Food Plants - AnnualPlant Systems

Learning About Permaculture Design from Organic Annual Vegetable Farmers

Some people will tell you that there is no place in permaculture for annual crops. I’m known as something of a perennials enthusiast myself. But permaculture is in part a design system that can be applied to many areas of our lives, and this certainly includes annual crop production. In 2002 I was privileged to spend the weekend interviewing a panel of highly experienced organic farmers through my work with the North East Organic Network (NEON).

At the time Dave Jacke and I were writing Edible Forest Gardens (see here and here) and I was absolutely amazed to see the parallels between the annual crop planning and rotation system and the permaculture design process. Even today that experience is one of the strongest influences on my own design practice. Though it took a few years, a book was finally published based on NEON’s work. It’s called Crop Rotation on Organic Farms: A Planning Manual, and you can download it here for free. I co-wrote one of the chapters which is largely a transcript of the panel.

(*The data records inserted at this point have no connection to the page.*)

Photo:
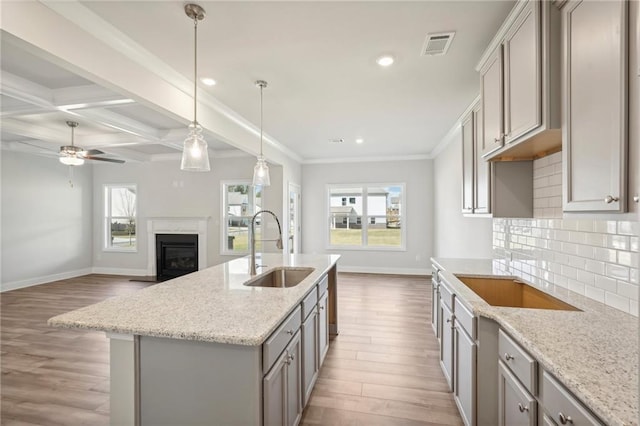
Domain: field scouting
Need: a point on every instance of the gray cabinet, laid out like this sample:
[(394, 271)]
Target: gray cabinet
[(519, 85), (476, 171), (516, 406), (282, 394), (595, 105)]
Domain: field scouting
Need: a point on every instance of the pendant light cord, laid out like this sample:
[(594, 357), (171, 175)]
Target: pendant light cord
[(195, 71)]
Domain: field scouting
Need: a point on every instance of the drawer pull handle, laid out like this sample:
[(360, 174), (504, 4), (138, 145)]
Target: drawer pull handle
[(564, 419)]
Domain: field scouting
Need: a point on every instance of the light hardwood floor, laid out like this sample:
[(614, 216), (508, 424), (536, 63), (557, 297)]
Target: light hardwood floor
[(381, 370)]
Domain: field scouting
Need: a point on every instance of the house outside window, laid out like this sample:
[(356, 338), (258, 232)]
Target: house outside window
[(120, 218), (240, 201), (372, 220)]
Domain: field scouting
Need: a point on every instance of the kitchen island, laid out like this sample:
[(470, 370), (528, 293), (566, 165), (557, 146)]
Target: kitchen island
[(197, 349)]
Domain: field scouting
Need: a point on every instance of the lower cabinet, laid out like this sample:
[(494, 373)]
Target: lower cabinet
[(281, 386), (516, 407)]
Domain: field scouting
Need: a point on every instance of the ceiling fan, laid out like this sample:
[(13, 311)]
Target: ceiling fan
[(72, 155)]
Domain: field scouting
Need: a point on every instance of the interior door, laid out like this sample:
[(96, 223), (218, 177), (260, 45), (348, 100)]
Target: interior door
[(294, 239)]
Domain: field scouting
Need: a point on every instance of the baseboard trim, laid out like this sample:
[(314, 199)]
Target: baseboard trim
[(387, 271), (15, 285), (119, 271)]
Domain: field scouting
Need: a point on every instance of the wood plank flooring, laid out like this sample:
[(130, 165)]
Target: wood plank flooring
[(381, 370)]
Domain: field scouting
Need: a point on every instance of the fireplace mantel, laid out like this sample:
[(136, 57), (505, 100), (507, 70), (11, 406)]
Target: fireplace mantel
[(176, 225)]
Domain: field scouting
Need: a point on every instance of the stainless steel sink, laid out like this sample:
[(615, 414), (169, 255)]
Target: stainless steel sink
[(281, 277)]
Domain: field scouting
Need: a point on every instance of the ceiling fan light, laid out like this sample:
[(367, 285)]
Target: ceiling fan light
[(195, 153), (72, 160), (261, 173)]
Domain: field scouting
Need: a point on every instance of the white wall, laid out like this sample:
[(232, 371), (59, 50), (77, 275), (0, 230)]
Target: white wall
[(456, 235), (166, 191), (418, 177), (46, 223)]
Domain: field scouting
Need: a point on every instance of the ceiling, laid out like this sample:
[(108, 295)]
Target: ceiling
[(318, 58)]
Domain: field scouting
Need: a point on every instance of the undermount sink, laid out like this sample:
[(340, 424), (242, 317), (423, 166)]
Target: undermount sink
[(281, 277), (508, 292)]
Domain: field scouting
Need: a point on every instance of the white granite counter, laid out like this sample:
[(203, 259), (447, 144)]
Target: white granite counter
[(211, 305), (594, 352)]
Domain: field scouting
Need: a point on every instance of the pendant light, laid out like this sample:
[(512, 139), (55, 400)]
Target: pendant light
[(261, 170), (195, 153)]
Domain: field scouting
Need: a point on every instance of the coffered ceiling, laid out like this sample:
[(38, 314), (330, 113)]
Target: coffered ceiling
[(318, 58)]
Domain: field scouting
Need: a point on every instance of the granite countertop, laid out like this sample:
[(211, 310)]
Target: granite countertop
[(593, 352), (211, 305)]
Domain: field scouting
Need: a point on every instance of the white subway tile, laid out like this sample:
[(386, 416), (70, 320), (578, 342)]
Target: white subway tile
[(615, 301), (628, 290), (594, 293), (607, 284), (616, 271)]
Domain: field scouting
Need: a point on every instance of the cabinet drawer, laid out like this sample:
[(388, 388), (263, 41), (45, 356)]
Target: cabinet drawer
[(562, 406), (309, 303), (518, 361), (323, 286), (465, 318), (446, 294), (275, 344)]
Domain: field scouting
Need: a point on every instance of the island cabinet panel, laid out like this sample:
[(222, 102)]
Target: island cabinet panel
[(184, 382), (595, 106)]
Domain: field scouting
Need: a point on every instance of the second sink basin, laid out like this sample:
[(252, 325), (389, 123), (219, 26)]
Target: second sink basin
[(510, 293), (281, 277)]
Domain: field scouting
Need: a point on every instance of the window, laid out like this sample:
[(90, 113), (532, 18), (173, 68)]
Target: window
[(241, 201), (120, 210), (372, 219)]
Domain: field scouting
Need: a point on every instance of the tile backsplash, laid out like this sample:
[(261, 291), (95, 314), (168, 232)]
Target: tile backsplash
[(595, 258)]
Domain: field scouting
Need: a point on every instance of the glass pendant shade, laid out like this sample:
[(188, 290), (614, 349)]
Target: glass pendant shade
[(261, 172), (72, 161), (195, 153)]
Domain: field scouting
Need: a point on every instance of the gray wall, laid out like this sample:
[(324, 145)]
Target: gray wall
[(166, 191), (418, 177), (456, 235), (46, 223)]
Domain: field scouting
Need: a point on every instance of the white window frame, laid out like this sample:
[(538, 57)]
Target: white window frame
[(365, 223), (224, 230), (107, 218)]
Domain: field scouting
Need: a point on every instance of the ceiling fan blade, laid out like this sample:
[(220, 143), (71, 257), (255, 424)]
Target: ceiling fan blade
[(110, 160)]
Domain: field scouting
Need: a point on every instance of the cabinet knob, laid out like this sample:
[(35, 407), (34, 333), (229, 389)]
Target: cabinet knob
[(564, 419)]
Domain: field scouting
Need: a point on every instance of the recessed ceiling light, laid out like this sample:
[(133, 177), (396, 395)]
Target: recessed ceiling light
[(385, 60)]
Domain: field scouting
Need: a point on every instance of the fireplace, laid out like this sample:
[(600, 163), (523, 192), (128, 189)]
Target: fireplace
[(176, 255)]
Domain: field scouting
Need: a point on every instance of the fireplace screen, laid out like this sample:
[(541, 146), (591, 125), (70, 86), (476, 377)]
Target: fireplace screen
[(176, 255)]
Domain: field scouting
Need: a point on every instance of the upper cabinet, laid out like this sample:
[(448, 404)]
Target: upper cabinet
[(519, 85), (595, 89)]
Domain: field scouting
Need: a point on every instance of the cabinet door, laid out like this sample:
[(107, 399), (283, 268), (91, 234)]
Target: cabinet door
[(491, 94), (523, 74), (274, 387), (482, 168), (323, 327), (467, 164), (464, 386), (446, 344), (294, 381), (516, 407), (310, 353), (595, 105)]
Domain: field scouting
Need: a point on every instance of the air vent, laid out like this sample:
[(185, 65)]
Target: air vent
[(437, 44)]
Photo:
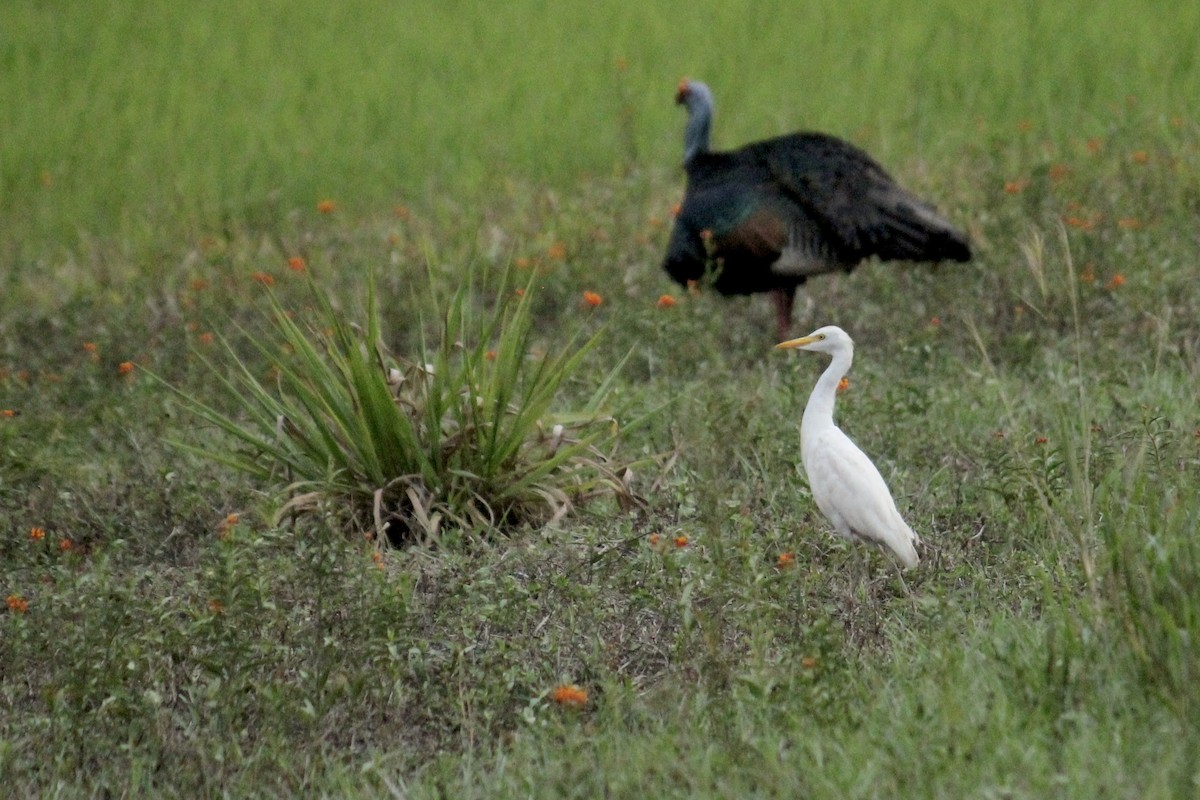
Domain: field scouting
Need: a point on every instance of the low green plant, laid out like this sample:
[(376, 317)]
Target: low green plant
[(465, 432)]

The introduction of the book states:

Crop rotation is a critical feature of all organic cropping systems because it provides the principal mechanism for building healthy soils, a major way to control pests, and a variety of other benefits. Crop rotation means changing the type of crop grown on a particular piece of land from year to year. As used in this manual, the term includes both cyclical rotations, in which the same sequence of crops is repeated indefinitely on a field, and non-cyclical rotations, in which the sequence of crops varies irregularly to meet the evolving business and management goals of the farmer. Each field has its own rotation, and, consequently, each farmer manages a set of rotations.

I had previously always thought that farmers had relatively simple rotations that they put on "automatic pilot" for each field. For example a field might switch from tomato family crops to brassicas to squashes and back over the course of three years. What I learned is that the process is a much more dynamic and deeply integrated into the overall farm planning process. I also learned that many organic farmers on our panel believe in the power of perennials to restore soils, and incorporate multiple years in perennial crops like hay and even dwarf apples for this reason.

During the panel we used a workplace training curriculum called DACUM (Design A CuricculUM), which breaks the job (in this case "managing a crop rotation system") down into larger duties, each of which is comprised of smaller tasks. Through my employer, the New England Small Farm Institute, we had previously had great success using DACUM to create an "occupational profile" for the Northeast (USA) small-scale sustainable farmer, which you can download here for free.

I’d like to share just a few of the topics that popped out for me from the chart that we created. Here are the duties (letters) and just a few tasks for each one (letter-number). These are just a few of the 93 total tasks in the chart. For much more please review the table on pages 12-13 of the crop planning manual.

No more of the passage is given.